After Ishtar the mistress of … had gone down to Kurnugi, No bull mounted a cow, no donkey impregnated a jenny, No young man impregnated a girl in the street, The young man slept in his private room, The girl slept in the company of her friends. Then Papsukal, visier of the great gods, hung his head, his face became gloomy, He wore mourning clothes, his hair was unkempt. Dejected, he went and wept before Sin hi father, His tears flowed freely before king Ea.

'Ishtar has gone down to the earth and not come up again. No bull mounted a cow, no donkey impregnated a jenny, No young man impregnated a girl in the street, The young man slept in his private room, The girl slept in the company of her friends.'

Ea, in the wisdom of his heart, created a person. He created Good-looks the playboy.

'Come, Good-looks, set your face towards the gate of Kurnugi. The seven gates of Kurnugi shall be opened before you. Erishkigal shall look at you and be glad to see you. When she is relaxed, her mood will lighten. Get her to swear the oath by the great gods. Raise your head, pay attention to the water skin, Saying "Hey, my lady, let them give me the water skin, that I may drink from it."

(And so it happened but)

When Erishkigal heard this, She struck her thigh and bit her finger.

'You have made a request of me that should not have been made!' Come, Good-looks, I shall curse you with a great curse. I shall decree for you a fate that shall never be forgotten. Bread gleaned from the cities plough shall be your food, The cities drains shall be your only drinking place, The shade of the city wall shall be your only standing place, Threshold steps your only sitting place, The drunkard and the thirsty shall slap your cheek.'

Erishkigal made her voice heard and spoke; She addressed her words to Namtar her visier, Decorate the threshold steps with coral, Bring the Anunnaki out and seat them on golden thrones, Sprinkle Ishtar with the waters of life and conduct her into my presence.'

Namtar went and knocked at Egalgina, Decorated the threshold steps with coral, Brought out the Anunnaki, seated them on golden thrones, Sprinkled Ishtar with the waters of life and brought her to her sister. He let her out through the first door, and gave to her the proud garment of her body. He let her out through the second door and gave to her the bangles for her wrists and ankles. He let her out through the third door and gave back to her the girdle of birthstones around her waist. He let her out through the fourth door and gave back to her the toggle pins at her breast. He let her out through the fifth door and gave back to her the beads around her neck. He let her out through the sixth door and gave back to her the rings for her ears. He let her out through the seventh door, and gave back to her the great crown for her head.
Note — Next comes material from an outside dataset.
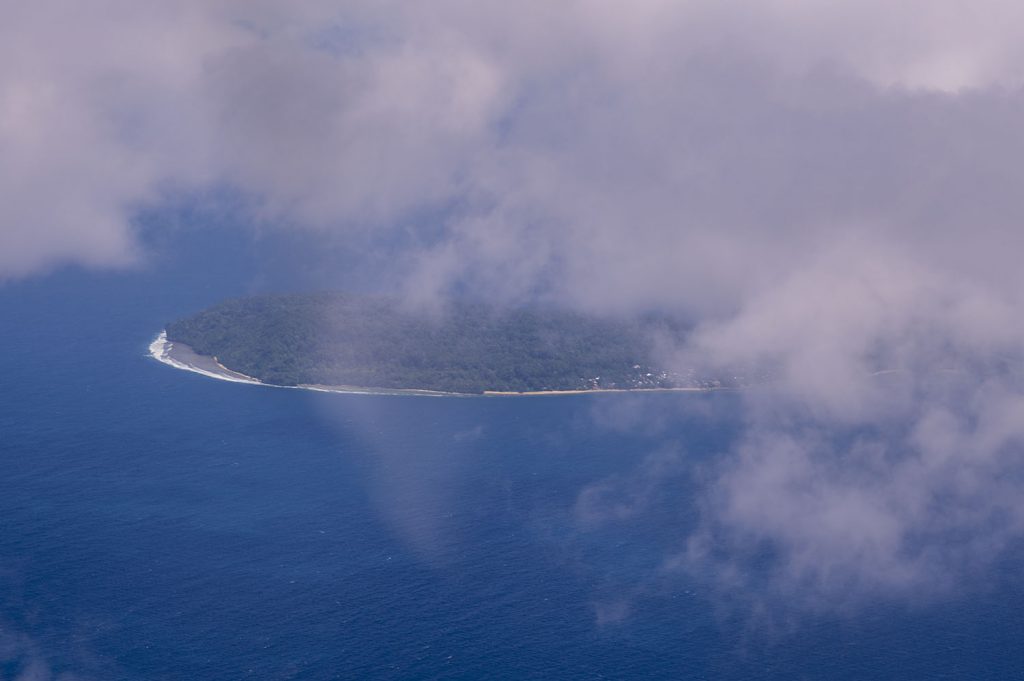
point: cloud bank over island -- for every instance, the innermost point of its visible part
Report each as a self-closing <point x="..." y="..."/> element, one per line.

'Swear that she has paid you her ransom, and give her back in exchange for him, For Dumuzi, the lover of her youth. Wash him with pure water, anoint him with sweet oil, Clothe him in a red robe, let the lapis lazuli pipe play. Let the party girls raise a loud lament.'

Then Belili tore of her jewelry, Her lap was filled with eye stones. Belili heard the lament for her brother, she struck the jewelry from her body, The eye stones with which the front of the wild cow was filled.

'You shall not rob me forever of my only brother! On the day when Dumuzi comes back up, and the lapis lazuli pipe and the carnelian ring come up with him, When male and female mourners come up with him, The dead shall come up and smell the smoke offering,

…three lines missing…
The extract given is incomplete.